The impact of guidelines on the practice of third molar extraction in the UK has been reviewed by Renton et al.30 and by McArdle and Renton.31 Between 1988 and 1994 the number of episodes in the UK was on the rise and increased by one-third.11 An overall decrease of numbers of third-molar-related hospital admissions was observed since the RCS guidelines were introduced in 1997, with a late slow increase since 2005, which has been attributed to rebound effect mostly caused by dental caries at an older age.30,31 Those findings were found to be consistent with our analysis of the trends in England between 1999 and 2008.

The first reports on the third molar removal controversy in UK were published by Brickely and Shepherd and others,32,33,34,35,36,37,38 between 1993 and 1996. Their work, as well as the extensive media coverage on this issue in the UK30 has led to the development of RCS39 guidelines in 1997 followed by SIGN14 guidelines in 1999.
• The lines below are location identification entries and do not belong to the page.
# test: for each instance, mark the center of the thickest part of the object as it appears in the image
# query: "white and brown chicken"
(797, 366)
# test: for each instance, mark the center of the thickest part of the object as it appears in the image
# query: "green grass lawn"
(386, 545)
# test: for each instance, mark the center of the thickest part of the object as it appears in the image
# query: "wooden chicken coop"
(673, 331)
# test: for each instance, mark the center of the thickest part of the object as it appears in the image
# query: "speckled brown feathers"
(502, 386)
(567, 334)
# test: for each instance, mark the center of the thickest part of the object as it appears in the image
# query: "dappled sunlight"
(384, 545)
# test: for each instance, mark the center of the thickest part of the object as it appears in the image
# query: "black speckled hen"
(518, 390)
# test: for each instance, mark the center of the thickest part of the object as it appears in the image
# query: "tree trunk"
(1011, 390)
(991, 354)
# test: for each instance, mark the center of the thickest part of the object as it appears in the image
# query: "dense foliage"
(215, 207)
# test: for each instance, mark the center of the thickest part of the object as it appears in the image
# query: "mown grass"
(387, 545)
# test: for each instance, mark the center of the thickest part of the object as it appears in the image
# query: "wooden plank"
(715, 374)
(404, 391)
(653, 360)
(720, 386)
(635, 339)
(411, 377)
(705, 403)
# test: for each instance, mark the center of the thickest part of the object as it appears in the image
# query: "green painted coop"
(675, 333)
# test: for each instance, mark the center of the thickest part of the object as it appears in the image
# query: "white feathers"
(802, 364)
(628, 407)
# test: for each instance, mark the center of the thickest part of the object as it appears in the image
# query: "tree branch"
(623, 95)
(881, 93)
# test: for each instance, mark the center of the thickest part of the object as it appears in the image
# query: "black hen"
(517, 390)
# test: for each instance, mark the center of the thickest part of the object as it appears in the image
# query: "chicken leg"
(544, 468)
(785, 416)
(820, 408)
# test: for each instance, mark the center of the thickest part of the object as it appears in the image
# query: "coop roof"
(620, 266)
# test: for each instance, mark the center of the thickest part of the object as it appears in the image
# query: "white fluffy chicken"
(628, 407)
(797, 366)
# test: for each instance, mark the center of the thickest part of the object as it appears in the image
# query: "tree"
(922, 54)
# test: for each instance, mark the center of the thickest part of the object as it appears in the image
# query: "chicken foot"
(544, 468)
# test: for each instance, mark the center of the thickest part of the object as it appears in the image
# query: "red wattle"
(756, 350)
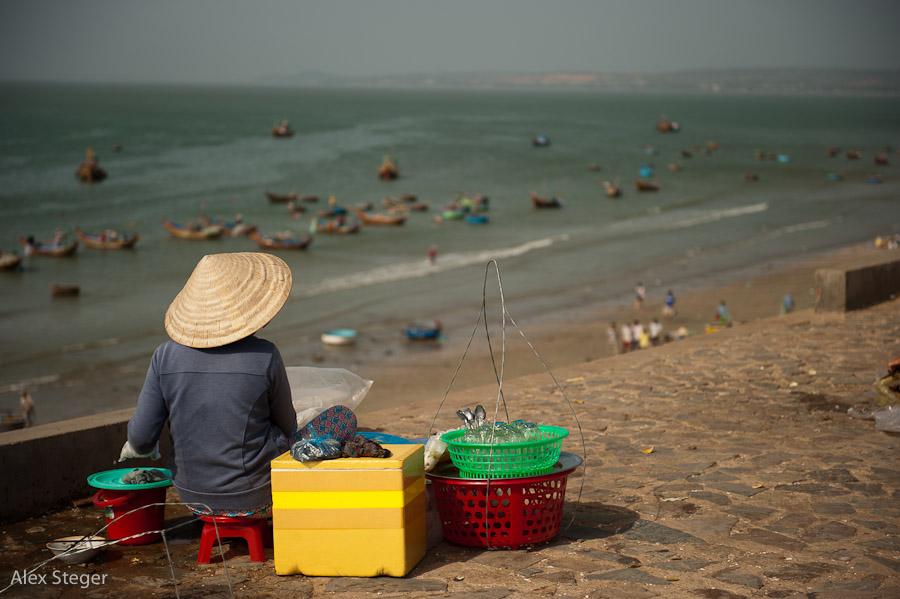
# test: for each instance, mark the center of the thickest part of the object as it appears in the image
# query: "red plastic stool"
(254, 530)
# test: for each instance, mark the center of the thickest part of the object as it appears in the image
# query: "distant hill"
(735, 81)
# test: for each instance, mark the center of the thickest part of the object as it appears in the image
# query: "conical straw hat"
(228, 297)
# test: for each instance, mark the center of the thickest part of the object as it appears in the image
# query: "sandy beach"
(406, 372)
(565, 327)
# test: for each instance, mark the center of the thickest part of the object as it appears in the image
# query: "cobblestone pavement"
(758, 484)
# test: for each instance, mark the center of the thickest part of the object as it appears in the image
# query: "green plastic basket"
(506, 460)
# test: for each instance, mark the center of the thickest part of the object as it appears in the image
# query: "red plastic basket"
(520, 511)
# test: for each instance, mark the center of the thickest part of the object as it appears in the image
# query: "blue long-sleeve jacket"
(230, 413)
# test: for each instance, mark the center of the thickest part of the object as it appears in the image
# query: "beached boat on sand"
(542, 202)
(280, 198)
(33, 247)
(195, 231)
(376, 218)
(280, 243)
(421, 332)
(107, 240)
(339, 337)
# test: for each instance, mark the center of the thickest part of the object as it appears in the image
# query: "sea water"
(187, 150)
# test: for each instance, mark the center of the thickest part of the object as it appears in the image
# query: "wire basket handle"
(482, 314)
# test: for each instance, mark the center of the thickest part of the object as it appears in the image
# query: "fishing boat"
(279, 242)
(61, 290)
(612, 189)
(646, 185)
(9, 261)
(421, 332)
(336, 227)
(664, 125)
(194, 231)
(375, 218)
(388, 169)
(339, 337)
(90, 171)
(233, 228)
(418, 206)
(33, 247)
(331, 211)
(107, 240)
(283, 130)
(280, 198)
(541, 202)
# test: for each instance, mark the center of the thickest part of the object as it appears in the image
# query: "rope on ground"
(161, 532)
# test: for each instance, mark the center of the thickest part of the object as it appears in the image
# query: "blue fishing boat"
(421, 332)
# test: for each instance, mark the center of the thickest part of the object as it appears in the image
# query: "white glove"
(129, 452)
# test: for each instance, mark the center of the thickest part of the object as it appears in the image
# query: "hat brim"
(228, 297)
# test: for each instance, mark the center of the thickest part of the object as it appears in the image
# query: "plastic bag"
(888, 419)
(314, 390)
(435, 451)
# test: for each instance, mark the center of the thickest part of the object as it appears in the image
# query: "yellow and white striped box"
(350, 516)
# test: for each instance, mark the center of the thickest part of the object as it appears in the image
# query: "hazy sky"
(241, 41)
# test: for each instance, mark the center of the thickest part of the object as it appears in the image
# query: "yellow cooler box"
(350, 516)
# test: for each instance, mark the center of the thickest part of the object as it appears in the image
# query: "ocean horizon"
(186, 150)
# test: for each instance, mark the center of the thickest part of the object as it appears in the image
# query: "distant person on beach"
(655, 331)
(640, 294)
(27, 406)
(612, 337)
(637, 331)
(223, 391)
(722, 314)
(669, 306)
(626, 337)
(787, 304)
(640, 336)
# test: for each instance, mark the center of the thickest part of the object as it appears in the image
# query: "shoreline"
(566, 327)
(411, 371)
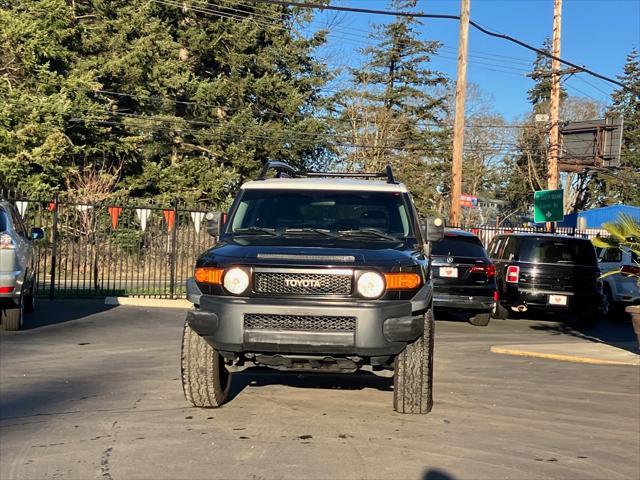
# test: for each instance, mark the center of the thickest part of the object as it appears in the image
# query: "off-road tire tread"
(413, 378)
(480, 319)
(501, 313)
(205, 381)
(13, 318)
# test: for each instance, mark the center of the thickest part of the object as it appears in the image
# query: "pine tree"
(394, 110)
(626, 103)
(208, 94)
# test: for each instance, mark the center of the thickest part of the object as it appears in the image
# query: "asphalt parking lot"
(92, 391)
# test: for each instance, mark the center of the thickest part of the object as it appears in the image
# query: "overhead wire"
(474, 24)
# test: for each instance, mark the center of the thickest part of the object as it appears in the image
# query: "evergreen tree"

The first review of Song et al.40 (1997) and the subsequent commentary by Shepard41 (1998), together with the final report of Song et al.13 (2000) have been the basis upon which the National Institute of Health and Clinical Excellence (NICE) issued their guidelines regarding third molar management in 2000.12 They recommended that the practice of extraction of pathology-free impacted third molars should be discontinued and to limit this practice to patients with evidence of pathology. However, they only recommended a standard routine programme of dental care for pathology-free impacted third molars. This was recently criticised by Mansoor et al.,41 citing the need for periodical panoramic radiography examination of impacted teeth, even in the absence of symptoms and signs. Furthermore, in view of their reported increase of caries to adjacent teeth, a more focused surveillance of mandibular third molars has been suggested by Renton et al.30 Those recommendations are consistent with the strategy of watchful monitoring of pathology-free impacted teeth, prescribed by the Cochrane Database Systematic Reviews.8

Conclusion

The key finding from the present study was that there appears to be very significant differences in the rates of hospitalisation for impacted teeth across the world and raises the potential that the presence of good-quality clinical guidelines for dental procedures, especially those requiring access to high cost health system facilities and treatment, has the potential long-term opportunity to more efficiently, and cost effectively manage care and target it to those most in need.